EEA must be firmly linked to EU’s digital policies in order to ensure, on the one hand, that Europeans have the necessary skills and competences for the increasingly digitalised world. On the other hand, education and training systems must be empowered to fully exploit the opportunities of digitalisation. These opportunities can range from various tools, platforms and materials for digital teaching and learning to the creation of digital services for lifelong learning and international mobility or systematic data-based quality assessment of education and training providers.
COVID-19 pandemic has forced education and training systems to digitalise themselves very quickly. It is of utmost importance that the lessons learned from this development are analysed and best practices shared. Some tentative conclusions can be drawn from CSC’s preliminary analysis of the impact of the pandemic on the Finnish higher education institutions. The necessary service infrastructure in terms of network and applications for remote learning was scaled successfully but what is clearly needed in the future is stronger interoperability and collaboration between organisations, shared assessment practices and free flow of information and data.
Considering that future learning and teaching will most likely combine onsite and distance learning, efforts must be made to make sure that learning remains accessible for all and that adequate support services are available for learners and teachers using digital solutions.
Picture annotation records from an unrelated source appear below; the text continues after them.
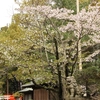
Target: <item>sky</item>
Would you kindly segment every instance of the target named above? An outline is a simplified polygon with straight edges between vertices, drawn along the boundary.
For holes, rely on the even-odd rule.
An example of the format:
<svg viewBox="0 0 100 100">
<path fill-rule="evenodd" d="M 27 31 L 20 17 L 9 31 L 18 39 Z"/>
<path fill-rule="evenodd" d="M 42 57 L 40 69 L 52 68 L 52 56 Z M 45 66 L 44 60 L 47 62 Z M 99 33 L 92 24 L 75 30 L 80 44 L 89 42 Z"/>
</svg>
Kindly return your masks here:
<svg viewBox="0 0 100 100">
<path fill-rule="evenodd" d="M 12 15 L 15 13 L 14 0 L 0 0 L 0 27 L 9 25 L 11 23 Z"/>
</svg>

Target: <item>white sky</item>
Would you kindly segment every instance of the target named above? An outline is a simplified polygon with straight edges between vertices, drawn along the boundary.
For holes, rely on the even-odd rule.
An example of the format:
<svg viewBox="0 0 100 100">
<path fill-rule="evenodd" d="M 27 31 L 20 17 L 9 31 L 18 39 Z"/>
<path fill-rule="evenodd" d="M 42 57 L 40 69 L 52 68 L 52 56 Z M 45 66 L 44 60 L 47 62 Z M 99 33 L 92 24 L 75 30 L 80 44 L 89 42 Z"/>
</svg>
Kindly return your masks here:
<svg viewBox="0 0 100 100">
<path fill-rule="evenodd" d="M 15 7 L 17 5 L 14 0 L 0 0 L 0 27 L 6 26 L 11 22 Z"/>
</svg>

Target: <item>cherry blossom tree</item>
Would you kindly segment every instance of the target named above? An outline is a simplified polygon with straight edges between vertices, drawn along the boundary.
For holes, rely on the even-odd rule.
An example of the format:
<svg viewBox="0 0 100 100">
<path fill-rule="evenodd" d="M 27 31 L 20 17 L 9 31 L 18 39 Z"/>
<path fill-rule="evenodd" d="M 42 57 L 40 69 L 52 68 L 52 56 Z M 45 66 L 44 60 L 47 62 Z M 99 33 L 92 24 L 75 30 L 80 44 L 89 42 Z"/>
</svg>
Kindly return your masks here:
<svg viewBox="0 0 100 100">
<path fill-rule="evenodd" d="M 78 69 L 79 41 L 83 50 L 100 43 L 100 8 L 82 9 L 77 14 L 66 8 L 53 9 L 51 6 L 32 6 L 19 10 L 24 28 L 41 30 L 41 46 L 45 48 L 53 73 L 58 75 L 59 98 L 66 100 L 68 92 L 65 79 Z M 50 59 L 48 52 L 54 54 L 55 59 Z M 94 50 L 91 54 L 83 55 L 82 63 L 94 61 L 99 53 L 100 50 Z"/>
</svg>

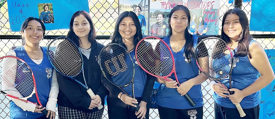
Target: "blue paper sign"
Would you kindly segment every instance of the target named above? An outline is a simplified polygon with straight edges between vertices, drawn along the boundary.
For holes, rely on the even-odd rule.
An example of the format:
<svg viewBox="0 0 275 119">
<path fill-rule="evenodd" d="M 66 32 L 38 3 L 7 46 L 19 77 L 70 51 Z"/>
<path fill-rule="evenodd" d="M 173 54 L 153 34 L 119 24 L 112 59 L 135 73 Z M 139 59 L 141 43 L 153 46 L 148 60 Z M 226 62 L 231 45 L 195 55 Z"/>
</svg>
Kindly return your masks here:
<svg viewBox="0 0 275 119">
<path fill-rule="evenodd" d="M 40 18 L 47 30 L 68 29 L 71 18 L 77 11 L 89 12 L 87 0 L 9 0 L 9 20 L 12 31 L 19 31 L 28 17 Z M 73 3 L 73 4 L 72 4 Z"/>
</svg>

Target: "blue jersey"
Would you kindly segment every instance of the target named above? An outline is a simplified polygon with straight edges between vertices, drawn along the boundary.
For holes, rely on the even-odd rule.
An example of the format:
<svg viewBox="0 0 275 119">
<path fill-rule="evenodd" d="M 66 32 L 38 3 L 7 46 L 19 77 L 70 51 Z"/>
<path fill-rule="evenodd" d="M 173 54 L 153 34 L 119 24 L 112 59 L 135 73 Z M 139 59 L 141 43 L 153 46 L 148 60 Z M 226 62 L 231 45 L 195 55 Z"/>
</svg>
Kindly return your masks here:
<svg viewBox="0 0 275 119">
<path fill-rule="evenodd" d="M 256 41 L 252 40 L 249 45 L 255 42 Z M 237 50 L 237 48 L 236 48 L 233 51 L 232 53 L 233 56 Z M 231 77 L 232 88 L 242 90 L 251 85 L 258 79 L 259 71 L 251 64 L 247 55 L 243 57 L 234 56 L 233 59 L 233 69 Z M 232 60 L 231 58 L 228 58 L 226 60 L 231 61 Z M 228 78 L 221 81 L 227 87 L 230 87 Z M 222 98 L 215 92 L 213 98 L 217 103 L 221 106 L 236 108 L 236 106 L 228 98 Z M 240 104 L 243 108 L 249 109 L 255 107 L 259 104 L 259 92 L 257 92 L 244 98 Z"/>
<path fill-rule="evenodd" d="M 147 73 L 138 64 L 138 62 L 136 60 L 134 51 L 130 52 L 130 54 L 133 60 L 135 67 L 135 76 L 134 79 L 134 91 L 135 96 L 142 97 L 145 83 L 147 80 L 146 76 Z M 132 96 L 132 86 L 131 85 L 123 87 L 122 89 L 130 95 Z"/>
<path fill-rule="evenodd" d="M 46 48 L 41 48 L 43 53 L 43 59 L 39 65 L 35 63 L 30 58 L 23 46 L 15 49 L 14 50 L 16 54 L 16 56 L 26 62 L 32 71 L 35 79 L 36 89 L 39 100 L 42 106 L 45 107 L 49 99 L 53 68 L 47 58 Z M 35 94 L 32 97 L 29 98 L 28 100 L 38 104 Z M 24 111 L 12 101 L 10 101 L 10 103 L 11 118 L 35 118 L 43 115 L 43 114 Z"/>
<path fill-rule="evenodd" d="M 198 37 L 193 36 L 194 39 L 194 47 L 197 44 Z M 164 41 L 172 49 L 170 44 L 170 36 L 166 38 Z M 175 62 L 176 72 L 180 83 L 196 77 L 199 74 L 199 68 L 196 63 L 196 60 L 191 54 L 191 60 L 189 61 L 186 58 L 187 56 L 184 51 L 185 47 L 177 52 L 172 50 Z M 164 59 L 163 57 L 161 59 Z M 176 80 L 174 74 L 173 73 L 169 77 Z M 194 107 L 191 107 L 189 102 L 183 96 L 180 95 L 176 88 L 166 87 L 165 85 L 160 85 L 156 96 L 156 103 L 162 107 L 177 109 L 186 109 L 201 107 L 203 106 L 202 94 L 200 85 L 194 85 L 188 93 L 193 100 L 197 103 Z"/>
<path fill-rule="evenodd" d="M 141 27 L 146 26 L 146 21 L 145 21 L 145 18 L 144 17 L 143 15 L 139 14 L 139 15 L 138 16 L 138 20 L 139 21 Z"/>
</svg>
It must be kept in mind that digitalisation of education is a multidimensional phenomenon that extends far beyond the technological aspects. Digital education must therefore be developed with a strong pedagogical approach and according to the same principles and objectives as education in general. This entails paying due attention to questions related to equity, privacy and data protection. For example, learners need to have an opportunity to determine how their data is used, according to the MyData principles (mydata.org).
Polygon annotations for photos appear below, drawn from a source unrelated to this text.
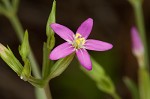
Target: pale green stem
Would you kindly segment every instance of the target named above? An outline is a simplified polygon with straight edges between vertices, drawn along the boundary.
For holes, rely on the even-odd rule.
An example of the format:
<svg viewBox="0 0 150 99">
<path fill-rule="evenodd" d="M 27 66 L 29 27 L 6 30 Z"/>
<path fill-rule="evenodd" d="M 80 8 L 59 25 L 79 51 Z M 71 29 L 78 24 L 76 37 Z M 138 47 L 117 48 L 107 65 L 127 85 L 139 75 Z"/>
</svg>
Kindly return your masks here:
<svg viewBox="0 0 150 99">
<path fill-rule="evenodd" d="M 22 42 L 24 31 L 23 31 L 23 28 L 21 26 L 21 23 L 20 23 L 18 17 L 16 15 L 12 15 L 11 17 L 8 17 L 8 19 L 10 20 L 13 28 L 15 29 L 20 42 Z M 35 57 L 32 53 L 32 50 L 30 52 L 29 59 L 31 62 L 33 75 L 37 78 L 41 78 L 41 75 L 40 75 L 41 73 L 38 68 L 38 64 L 35 60 Z M 46 86 L 46 88 L 35 88 L 35 93 L 36 93 L 37 99 L 52 99 L 51 94 L 50 94 L 50 89 L 49 90 L 48 89 L 49 89 L 49 86 Z"/>
<path fill-rule="evenodd" d="M 140 37 L 144 45 L 144 65 L 143 66 L 145 69 L 147 69 L 149 66 L 149 58 L 148 58 L 148 47 L 147 47 L 145 25 L 144 25 L 143 11 L 142 11 L 142 2 L 137 1 L 136 3 L 133 3 L 133 7 L 134 7 L 134 12 L 135 12 L 137 27 L 138 27 Z"/>
<path fill-rule="evenodd" d="M 138 27 L 140 37 L 144 45 L 144 60 L 143 60 L 144 64 L 141 64 L 141 66 L 139 66 L 139 72 L 138 72 L 140 99 L 149 99 L 150 97 L 145 98 L 147 93 L 149 93 L 146 90 L 146 88 L 149 88 L 149 84 L 147 84 L 149 77 L 146 78 L 142 74 L 143 72 L 148 73 L 147 69 L 149 68 L 148 48 L 147 48 L 146 33 L 145 33 L 145 28 L 144 28 L 145 27 L 144 18 L 143 18 L 143 12 L 142 12 L 142 1 L 141 0 L 133 1 L 132 4 L 133 4 L 134 12 L 135 12 L 137 27 Z"/>
</svg>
Open educational resources play a key role in ensuring that inclusive education and training can be provided for all learners. The quality and availability of educational resources must therefore be improved at a large scale. While there have been successful implementations by frontrunners, there is a need for a modern platform for sharing and utilising materials effectively and ways to encourage both teachers and institutions to share their work. Another issue to be considered is assessment and recognition of competence; both prior learning as well as what is learned during training. Reliable and legally sound methods of identification of learners and remote proctoring of exams need further development. At the same time, there is a need to develop ways to validly assess competence remotely. Exams may be the norm but they do not cover all areas of competence.
Because of the vast potential that digital solutions can offer to education, EEA and Digital Education Action Plan need to be developed in close convergence. In addition, it is important to create tighter linkages between research and education, which will strengthen the competence base and resilience by putting focus on the competence development of future researchers. This requires closer links between related European bodies and policies (EHEA, ERA, EEA).